/how-to-automate-recurring-scraping-jobs-with-scheduler

Automation is key when it comes to web data acquisition. If you have identical scraping jobs that you execute on a regular basis, let Scheduler do the work for you

Primary LanguagePython

How to Automate Recurring Scraping Jobs With Scheduler

Oxylabs promo code

Scheduler, an add-on to Oxylabs Scraper APIs, allows you to automate recurring scraping and parsing jobs by creating schedules. The main purpose – avoiding tedious repetition and saving time.

The scheduling intervals, ranging from minutes to days, eliminate the need for sending new requests with the same parameters. If you intend to create a periodic task, create a payload once, schedule the job, and Scheduler will take care of the recurrence.

Based on your input, Scheduler:

  • Automates recurring requests with the specified frequency.
  • Creates multiple schedules for different jobs.
  • Uploads data to a cloud storage bucket.
  • Notifies once a job is done.

How does Scheduler work?

To create a schedule, define three points:

  1. Submit a cron schedule expression to specify the frequency of repetition.
  2. Pass a set of job parameters to execute at scheduled times.
  3. Submit an end time to indicate when to stop.

Job setup

The following is a quick overview of what to expect when working with Scheduler. You can find all the endpoints, parameters, and values with in-depth explanations in our documentation.

Endpoints

You can use endpoints to communicate with our APIs. Scheduler has a number of endpoints you can use to control the process:

  • Create a new schedule.
  • Get a list of your schedules.
  • Check information about a specific schedule.
  • Deactivate or reactivate a schedule.

Job parameters

You can provide a set of parameters to be executed as part of a schedule. The parameters depend on a scraping target. Make sure to refer to the documentation of the specific scraper (Google, Amazon, etc.).

Communication methods

To interact with Oxylabs’ APIs, you can either use an API client, such as Postman, or a preferred programming language that supports HTTP requests.

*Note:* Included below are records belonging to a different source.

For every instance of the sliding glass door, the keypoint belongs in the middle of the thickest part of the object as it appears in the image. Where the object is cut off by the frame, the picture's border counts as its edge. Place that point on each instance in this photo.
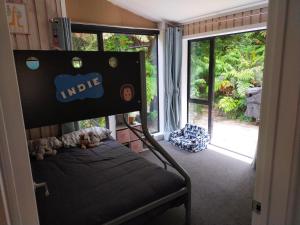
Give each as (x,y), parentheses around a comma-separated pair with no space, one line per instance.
(224,88)
(200,91)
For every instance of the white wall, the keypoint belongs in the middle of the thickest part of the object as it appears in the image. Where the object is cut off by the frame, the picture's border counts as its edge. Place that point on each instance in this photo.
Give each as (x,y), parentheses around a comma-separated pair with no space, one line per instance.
(14,159)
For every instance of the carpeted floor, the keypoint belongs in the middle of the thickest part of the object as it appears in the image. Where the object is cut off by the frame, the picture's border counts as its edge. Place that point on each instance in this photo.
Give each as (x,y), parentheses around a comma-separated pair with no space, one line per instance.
(222,188)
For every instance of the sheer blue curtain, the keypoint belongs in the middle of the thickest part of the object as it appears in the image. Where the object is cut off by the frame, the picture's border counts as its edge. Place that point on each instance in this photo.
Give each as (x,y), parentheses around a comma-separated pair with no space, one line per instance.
(173,57)
(62,28)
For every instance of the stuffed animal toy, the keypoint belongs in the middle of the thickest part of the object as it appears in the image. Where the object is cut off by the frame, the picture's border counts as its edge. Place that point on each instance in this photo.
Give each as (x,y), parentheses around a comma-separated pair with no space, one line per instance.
(46,146)
(89,140)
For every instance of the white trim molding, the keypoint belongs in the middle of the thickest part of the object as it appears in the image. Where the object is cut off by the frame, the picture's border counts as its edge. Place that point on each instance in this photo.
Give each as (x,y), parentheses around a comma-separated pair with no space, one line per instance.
(234,30)
(225,12)
(278,143)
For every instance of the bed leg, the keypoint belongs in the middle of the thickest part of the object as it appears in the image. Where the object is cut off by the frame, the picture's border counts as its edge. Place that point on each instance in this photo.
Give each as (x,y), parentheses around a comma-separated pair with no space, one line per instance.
(188,207)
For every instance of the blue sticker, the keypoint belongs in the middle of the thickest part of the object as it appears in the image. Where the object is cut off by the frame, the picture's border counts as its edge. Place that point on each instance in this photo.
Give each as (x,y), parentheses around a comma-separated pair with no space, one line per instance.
(70,88)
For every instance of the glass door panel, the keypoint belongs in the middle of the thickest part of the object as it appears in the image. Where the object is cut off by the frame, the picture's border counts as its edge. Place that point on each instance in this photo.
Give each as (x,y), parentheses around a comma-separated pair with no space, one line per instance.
(199,69)
(200,82)
(238,71)
(198,114)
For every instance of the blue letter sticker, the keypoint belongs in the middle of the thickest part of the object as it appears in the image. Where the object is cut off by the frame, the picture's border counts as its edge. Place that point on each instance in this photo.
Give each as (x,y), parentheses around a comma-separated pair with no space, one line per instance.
(70,88)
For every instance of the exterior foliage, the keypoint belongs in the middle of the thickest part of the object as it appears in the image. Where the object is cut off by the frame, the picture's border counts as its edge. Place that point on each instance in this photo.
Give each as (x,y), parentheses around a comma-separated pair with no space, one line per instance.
(239,63)
(128,43)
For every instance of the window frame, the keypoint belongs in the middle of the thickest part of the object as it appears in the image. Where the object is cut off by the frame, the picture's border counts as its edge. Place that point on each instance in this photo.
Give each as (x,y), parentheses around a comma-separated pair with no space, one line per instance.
(100,29)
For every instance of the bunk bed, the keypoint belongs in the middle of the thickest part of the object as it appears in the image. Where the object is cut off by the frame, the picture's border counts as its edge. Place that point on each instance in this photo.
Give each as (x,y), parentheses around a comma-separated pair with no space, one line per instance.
(107,184)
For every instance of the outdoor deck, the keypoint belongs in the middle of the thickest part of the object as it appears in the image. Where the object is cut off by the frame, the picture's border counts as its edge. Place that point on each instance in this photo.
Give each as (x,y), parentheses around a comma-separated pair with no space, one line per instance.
(234,135)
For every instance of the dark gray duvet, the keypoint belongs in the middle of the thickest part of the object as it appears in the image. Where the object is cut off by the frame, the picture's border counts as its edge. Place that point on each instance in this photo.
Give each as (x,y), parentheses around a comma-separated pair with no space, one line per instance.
(90,187)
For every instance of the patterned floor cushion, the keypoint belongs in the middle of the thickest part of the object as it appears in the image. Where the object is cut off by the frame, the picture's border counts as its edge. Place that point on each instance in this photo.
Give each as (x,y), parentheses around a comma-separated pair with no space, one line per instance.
(191,138)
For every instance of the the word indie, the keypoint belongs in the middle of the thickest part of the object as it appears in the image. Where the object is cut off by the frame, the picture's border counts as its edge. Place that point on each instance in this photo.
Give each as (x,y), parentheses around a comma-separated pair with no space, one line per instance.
(70,88)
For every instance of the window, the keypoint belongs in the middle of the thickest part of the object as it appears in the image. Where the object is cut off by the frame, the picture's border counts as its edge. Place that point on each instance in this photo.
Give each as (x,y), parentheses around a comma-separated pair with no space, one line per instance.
(97,38)
(87,42)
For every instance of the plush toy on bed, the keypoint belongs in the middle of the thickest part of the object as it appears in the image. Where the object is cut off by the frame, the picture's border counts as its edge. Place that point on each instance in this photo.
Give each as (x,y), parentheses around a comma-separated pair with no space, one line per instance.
(44,146)
(89,140)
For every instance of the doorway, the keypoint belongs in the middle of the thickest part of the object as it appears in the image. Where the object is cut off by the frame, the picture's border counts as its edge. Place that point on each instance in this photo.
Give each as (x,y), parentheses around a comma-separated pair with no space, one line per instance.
(224,88)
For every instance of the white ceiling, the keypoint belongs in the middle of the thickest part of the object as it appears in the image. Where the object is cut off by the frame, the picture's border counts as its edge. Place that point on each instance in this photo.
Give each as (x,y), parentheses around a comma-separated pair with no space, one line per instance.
(182,11)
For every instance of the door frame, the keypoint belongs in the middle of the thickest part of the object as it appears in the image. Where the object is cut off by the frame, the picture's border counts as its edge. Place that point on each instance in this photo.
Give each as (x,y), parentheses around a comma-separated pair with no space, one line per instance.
(210,99)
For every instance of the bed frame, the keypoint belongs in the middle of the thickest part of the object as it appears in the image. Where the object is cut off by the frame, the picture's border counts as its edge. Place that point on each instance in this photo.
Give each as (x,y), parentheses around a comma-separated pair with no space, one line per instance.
(166,159)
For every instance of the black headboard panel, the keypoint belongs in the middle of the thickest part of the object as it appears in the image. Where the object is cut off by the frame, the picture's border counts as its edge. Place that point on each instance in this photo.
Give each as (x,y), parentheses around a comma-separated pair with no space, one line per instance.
(54,91)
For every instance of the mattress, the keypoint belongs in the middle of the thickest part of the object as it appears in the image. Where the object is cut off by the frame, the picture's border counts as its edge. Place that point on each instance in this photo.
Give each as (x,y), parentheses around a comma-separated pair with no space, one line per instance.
(89,187)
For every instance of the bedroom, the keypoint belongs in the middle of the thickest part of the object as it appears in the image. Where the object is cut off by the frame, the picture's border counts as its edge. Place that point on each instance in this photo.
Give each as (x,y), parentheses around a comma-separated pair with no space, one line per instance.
(16,171)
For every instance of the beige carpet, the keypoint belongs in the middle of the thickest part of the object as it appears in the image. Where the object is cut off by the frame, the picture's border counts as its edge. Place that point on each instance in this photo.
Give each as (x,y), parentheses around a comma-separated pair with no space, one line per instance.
(222,188)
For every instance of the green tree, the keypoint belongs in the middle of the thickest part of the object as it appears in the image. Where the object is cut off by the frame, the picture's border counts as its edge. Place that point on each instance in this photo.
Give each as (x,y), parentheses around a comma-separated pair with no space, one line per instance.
(239,63)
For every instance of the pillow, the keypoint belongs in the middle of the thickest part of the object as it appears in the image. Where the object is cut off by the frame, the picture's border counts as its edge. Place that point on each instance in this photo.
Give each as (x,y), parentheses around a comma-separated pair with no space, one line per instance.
(72,139)
(53,142)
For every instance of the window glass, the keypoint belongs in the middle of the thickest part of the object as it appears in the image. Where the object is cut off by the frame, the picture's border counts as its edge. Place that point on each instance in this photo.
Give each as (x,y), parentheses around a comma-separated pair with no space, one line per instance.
(87,42)
(84,42)
(199,69)
(148,44)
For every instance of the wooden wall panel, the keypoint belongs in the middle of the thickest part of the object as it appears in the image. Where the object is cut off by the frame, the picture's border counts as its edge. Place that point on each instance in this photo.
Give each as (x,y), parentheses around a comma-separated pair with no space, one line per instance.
(39,13)
(229,21)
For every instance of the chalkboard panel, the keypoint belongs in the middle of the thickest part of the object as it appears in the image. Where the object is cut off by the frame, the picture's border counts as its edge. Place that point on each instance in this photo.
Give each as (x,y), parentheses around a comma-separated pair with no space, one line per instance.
(54,91)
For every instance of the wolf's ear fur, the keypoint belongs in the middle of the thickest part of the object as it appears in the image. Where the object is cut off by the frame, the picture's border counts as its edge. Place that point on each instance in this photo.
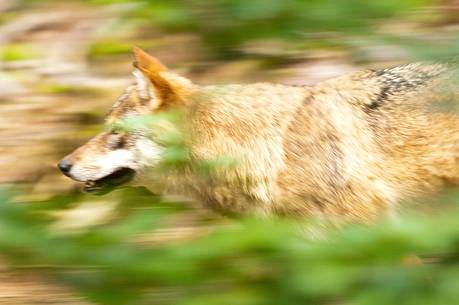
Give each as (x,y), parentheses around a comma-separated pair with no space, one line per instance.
(155,83)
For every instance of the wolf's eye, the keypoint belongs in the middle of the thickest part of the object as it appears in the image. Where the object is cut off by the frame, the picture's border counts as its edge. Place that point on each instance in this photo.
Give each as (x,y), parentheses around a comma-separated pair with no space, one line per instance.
(117,140)
(115,131)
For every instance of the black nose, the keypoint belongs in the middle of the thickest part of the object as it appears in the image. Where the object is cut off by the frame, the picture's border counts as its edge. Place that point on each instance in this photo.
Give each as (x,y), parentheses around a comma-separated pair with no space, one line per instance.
(65,166)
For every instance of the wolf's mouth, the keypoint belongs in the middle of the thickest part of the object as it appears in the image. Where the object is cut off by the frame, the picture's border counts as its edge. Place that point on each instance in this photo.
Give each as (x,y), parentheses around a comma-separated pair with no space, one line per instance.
(108,183)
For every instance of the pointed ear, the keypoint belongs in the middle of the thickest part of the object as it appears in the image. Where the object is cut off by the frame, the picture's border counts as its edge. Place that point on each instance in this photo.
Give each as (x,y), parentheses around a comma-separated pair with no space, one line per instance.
(145,62)
(155,83)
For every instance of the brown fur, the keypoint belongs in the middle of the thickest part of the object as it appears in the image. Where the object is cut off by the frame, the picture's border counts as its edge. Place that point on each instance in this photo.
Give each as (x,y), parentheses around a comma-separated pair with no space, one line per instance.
(348,149)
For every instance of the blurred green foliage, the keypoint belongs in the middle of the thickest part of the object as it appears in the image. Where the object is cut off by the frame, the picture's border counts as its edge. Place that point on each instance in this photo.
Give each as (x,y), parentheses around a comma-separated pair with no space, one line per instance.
(253,262)
(225,25)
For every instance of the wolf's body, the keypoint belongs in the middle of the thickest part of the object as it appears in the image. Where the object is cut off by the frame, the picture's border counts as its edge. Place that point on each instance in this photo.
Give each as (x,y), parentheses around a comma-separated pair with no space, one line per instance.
(348,149)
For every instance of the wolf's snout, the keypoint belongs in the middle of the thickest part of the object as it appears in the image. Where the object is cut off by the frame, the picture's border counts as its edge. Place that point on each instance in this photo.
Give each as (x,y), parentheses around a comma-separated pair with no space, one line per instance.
(65,166)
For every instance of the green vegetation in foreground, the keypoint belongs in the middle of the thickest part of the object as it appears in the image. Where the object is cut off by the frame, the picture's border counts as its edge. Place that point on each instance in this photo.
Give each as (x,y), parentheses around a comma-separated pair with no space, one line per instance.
(251,262)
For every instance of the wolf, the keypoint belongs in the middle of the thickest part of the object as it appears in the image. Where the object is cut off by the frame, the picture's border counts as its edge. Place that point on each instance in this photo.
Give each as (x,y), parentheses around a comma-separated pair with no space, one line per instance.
(347,149)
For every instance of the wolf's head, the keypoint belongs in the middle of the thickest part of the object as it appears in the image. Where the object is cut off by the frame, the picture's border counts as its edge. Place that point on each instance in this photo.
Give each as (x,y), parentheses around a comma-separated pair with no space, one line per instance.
(115,156)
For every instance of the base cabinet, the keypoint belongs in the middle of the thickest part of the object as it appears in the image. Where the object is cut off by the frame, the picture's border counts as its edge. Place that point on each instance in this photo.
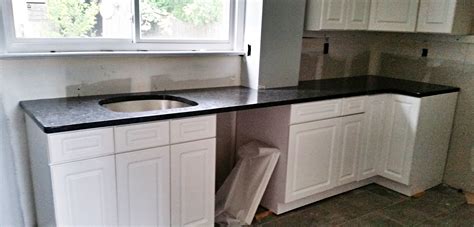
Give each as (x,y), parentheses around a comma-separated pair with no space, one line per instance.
(312,155)
(144,175)
(375,118)
(143,187)
(352,143)
(401,123)
(85,192)
(192,184)
(397,141)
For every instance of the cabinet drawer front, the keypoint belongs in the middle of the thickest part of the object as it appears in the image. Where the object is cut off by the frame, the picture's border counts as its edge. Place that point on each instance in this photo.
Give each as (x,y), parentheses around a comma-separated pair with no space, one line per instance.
(141,136)
(195,128)
(78,145)
(315,111)
(354,105)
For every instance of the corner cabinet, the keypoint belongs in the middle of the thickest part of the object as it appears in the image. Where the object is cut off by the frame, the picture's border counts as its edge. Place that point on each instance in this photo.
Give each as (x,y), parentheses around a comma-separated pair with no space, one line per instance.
(401,121)
(333,146)
(151,174)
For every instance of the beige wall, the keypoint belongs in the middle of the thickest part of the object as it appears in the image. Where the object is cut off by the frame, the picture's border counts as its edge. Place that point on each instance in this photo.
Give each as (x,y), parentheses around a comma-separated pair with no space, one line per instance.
(36,78)
(450,61)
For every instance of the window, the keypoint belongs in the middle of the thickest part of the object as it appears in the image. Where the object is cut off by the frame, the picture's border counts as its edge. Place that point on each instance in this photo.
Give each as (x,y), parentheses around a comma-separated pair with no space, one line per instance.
(140,25)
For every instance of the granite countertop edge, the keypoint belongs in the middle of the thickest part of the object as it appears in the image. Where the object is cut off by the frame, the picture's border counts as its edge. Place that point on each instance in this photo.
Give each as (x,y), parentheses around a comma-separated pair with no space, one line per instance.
(363,85)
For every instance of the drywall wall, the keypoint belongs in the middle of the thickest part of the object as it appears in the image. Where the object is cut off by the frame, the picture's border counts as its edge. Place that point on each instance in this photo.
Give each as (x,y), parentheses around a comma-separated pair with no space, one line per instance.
(282,30)
(36,78)
(450,61)
(2,38)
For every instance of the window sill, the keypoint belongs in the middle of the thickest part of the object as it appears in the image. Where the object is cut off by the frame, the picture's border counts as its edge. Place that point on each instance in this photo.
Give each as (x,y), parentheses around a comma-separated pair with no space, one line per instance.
(120,53)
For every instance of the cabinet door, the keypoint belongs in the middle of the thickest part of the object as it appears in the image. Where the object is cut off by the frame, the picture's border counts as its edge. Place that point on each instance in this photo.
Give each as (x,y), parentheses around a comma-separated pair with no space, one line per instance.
(85,192)
(358,14)
(333,14)
(375,118)
(312,156)
(352,144)
(393,15)
(400,129)
(143,187)
(192,183)
(436,16)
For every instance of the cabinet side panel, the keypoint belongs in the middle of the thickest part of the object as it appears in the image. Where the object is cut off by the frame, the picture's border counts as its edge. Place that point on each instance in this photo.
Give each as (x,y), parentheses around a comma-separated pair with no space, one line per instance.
(432,140)
(271,126)
(43,194)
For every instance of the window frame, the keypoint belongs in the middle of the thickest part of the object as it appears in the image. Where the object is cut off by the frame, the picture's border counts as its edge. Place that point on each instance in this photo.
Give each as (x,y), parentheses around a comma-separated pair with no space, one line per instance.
(134,43)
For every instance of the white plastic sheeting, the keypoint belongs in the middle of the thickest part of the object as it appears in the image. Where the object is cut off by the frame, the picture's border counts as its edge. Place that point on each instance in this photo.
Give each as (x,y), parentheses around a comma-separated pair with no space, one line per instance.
(238,198)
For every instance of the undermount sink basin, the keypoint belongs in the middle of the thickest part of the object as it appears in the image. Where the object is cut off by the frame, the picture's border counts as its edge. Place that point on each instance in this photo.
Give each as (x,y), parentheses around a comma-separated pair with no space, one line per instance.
(141,103)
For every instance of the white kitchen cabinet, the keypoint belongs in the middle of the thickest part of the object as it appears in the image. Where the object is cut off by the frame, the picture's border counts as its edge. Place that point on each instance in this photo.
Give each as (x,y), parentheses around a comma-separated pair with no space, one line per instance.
(333,14)
(375,118)
(85,192)
(358,14)
(337,15)
(312,156)
(401,121)
(143,187)
(393,15)
(445,16)
(192,183)
(352,143)
(141,181)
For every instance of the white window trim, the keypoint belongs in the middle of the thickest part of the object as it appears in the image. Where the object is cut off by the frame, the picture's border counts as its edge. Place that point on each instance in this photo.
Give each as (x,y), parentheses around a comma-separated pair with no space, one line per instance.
(90,45)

For the process of scheduling a job with Postman, check this video.

For the Python tutorial covering all functions of Scheduler, see the following section.

Automating a job using Amazon Scraper API and Python

Before continuing, let's review how to fetch product information from Amazon using Amazon Scraper API.

The typical code to fetch products from Amazon Scraper API is as follows:

import requests


payload = {
    "source": "amazon_product",  # returns product information
    "query": "B098FKXT8L", # ASIN
    "parse": True,
}


response = requests.post(
    "https://realtime.oxylabs.io/v1/queries",
    auth=("USERNAME", "PASSWORD"),
    json=payload,
)


print(response.json())

To learn more about scraping Amazon product data, see our blog post and review the documentation.

This guide will showcase how to create schedules instead of calling the API directly.

Creating a schedule

You’ll need the following information to create a schedule:

  • The API endpoint.
  • Your username and password.
  • A payload with parameters.

The API endpoint to create schedules: https://data.oxylabs.io/v1/schedules.

You’ll get your username and password when you sign up for a Scraper API.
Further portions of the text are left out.